Jeni Rae Peters was already stressed after undergoing radiation and chemotherapy to treat her Stage 2 breast cancer, but $30,000 in medical bills worsened her predicament.
After Allyson Ward’s birth to premature twins left her $80,000 in debt, she borrowed from relatives, worked extra shifts, and delayed paying back student loans.
These are just two of the millions of stories, as over 100 million Americans, or 41% of adults, now deal with higher medical debt than ever before, a recent Kaiser Health Network-NPR investigation found. The number is significantly higher than a previous estimate of 23 million Americans who hold medical debt.
Medical Debt Impacts a Growing Number of Americans
The investigation revealed an even more sobering landscape than expected, due to the debts that patients accumulate alternatively coming from loans from family and on credit card balances, alongside the traditional methods of payment.
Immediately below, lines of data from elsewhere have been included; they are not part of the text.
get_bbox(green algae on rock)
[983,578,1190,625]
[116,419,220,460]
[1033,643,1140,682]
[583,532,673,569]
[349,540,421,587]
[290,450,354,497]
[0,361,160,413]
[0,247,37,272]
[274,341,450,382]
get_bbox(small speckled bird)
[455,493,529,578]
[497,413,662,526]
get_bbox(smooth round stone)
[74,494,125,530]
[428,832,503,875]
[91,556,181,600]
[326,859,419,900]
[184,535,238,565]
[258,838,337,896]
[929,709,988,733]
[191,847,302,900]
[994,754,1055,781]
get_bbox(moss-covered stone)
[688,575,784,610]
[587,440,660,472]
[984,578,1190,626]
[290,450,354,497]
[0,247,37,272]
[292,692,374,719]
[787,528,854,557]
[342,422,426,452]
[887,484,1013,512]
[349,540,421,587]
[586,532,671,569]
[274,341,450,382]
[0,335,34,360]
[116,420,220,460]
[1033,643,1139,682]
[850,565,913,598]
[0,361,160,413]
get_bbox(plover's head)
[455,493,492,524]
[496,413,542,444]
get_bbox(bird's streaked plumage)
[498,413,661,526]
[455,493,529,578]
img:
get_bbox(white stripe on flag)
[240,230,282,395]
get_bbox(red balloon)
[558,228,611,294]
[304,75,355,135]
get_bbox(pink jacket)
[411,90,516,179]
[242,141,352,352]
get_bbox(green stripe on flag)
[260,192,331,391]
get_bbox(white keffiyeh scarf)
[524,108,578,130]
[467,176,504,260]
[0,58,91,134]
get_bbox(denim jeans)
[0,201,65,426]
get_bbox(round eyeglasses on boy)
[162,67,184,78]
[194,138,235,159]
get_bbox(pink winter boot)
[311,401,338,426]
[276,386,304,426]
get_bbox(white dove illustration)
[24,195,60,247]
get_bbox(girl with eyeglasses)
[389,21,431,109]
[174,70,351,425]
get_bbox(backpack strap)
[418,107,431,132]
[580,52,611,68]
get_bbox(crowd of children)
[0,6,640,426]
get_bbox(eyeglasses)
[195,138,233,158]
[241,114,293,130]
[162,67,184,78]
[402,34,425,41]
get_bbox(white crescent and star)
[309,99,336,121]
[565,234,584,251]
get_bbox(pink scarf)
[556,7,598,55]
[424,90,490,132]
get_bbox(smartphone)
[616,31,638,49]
Nearly 25% of Americans have medical debt that they are unable to pay or is past due, 10% are in debt to a family member or friend, and nearly one in five adults with medical debt responded they will never be able to pay it off, a report from the Kaiser Family Foundation report found.
One key reason why medical debt is so pervasive nationwide is because half of Americans cannot afford an unexpected $500 healthcare bill, a statistic that correlates with a February finding that a similar number cannot handle a $500 emergency expense.
Dr. Rishi Manchanda, who serves on the board of the nonprofit RIP Medical Debt, says “Debt is no longer just a bug in our system. It is one of the main products. We have a health care system almost perfectly designed to create debt.”
Affects All Incomes and Regions
The poll found those with lower levels of education and income were more likely to have higher medical debt, as 57% of Americans with household incomes under $40,000 report having medical debt. Higher incomes are not immune from the problem either, as just over a quarter of those earning over $90,000 report having debt. Additionally, the poll found 24% of all adults hold medical debt of $5,000 or more.
Men carry less medical debt than women, with 34% of men reporting they hold medical debt compared to 48% of women. And the rise in medical debt spares no region nationwide. Nearly half of adults in the South, alongside 41% of adults in the Midwest, 35% of adults in the West and 35% of adults in the Northeast, have medical debt. The percentages of people with medical debt stand at over 20% in the counties of Dallas, Bexar and Tarrant in Texas, while a respective 17.6% and 15.6% carry medical debt in Clark County, NV and Maricopa County, AZ, the counties home to Las Vegas and Phoenix.
Forced to Make Tough Choices
Medical debt has forced Americans to make tough choices to pay off outstanding balances. The Kaiser poll found 63% of indebted adults have been forced to cut back on spending for the essentials, and nearly half, 48%, of indebted adults have been forced to use up all or most of their savings. Additionally, 28% of indebted adults have had to delay education or buying a home, and 17% of indebted adults have been forced to declare bankruptcy due to medical debt.
Perhaps most shocking of all, the Kaiser poll found that one in seven people with medical debt have been rejected access to medical care at a doctor’s office or hospital because of their outstanding debt.
‘No Easy Solutions’
With medical debt worsening in the United States, Dr. Kuljit Kapur, chief medical officer at Transitions Care, says the problem does not come with easy fixes. Kapur tells Newsmax, “Medical debt is difficult to calculate given its hidden nature, but is pervasive, disproportionately affecting low income and minority populations. Subsequently, patients are more likely to delay or skip medical care in hopes of avoiding debt accumulation. While there is no easy solution, access to health services that are equitable, preventative, and federally supported for those with low income, is a starting point. Certainly, a system to direct medical care into the home should be prioritized to decrease the burden to the patient and payors.”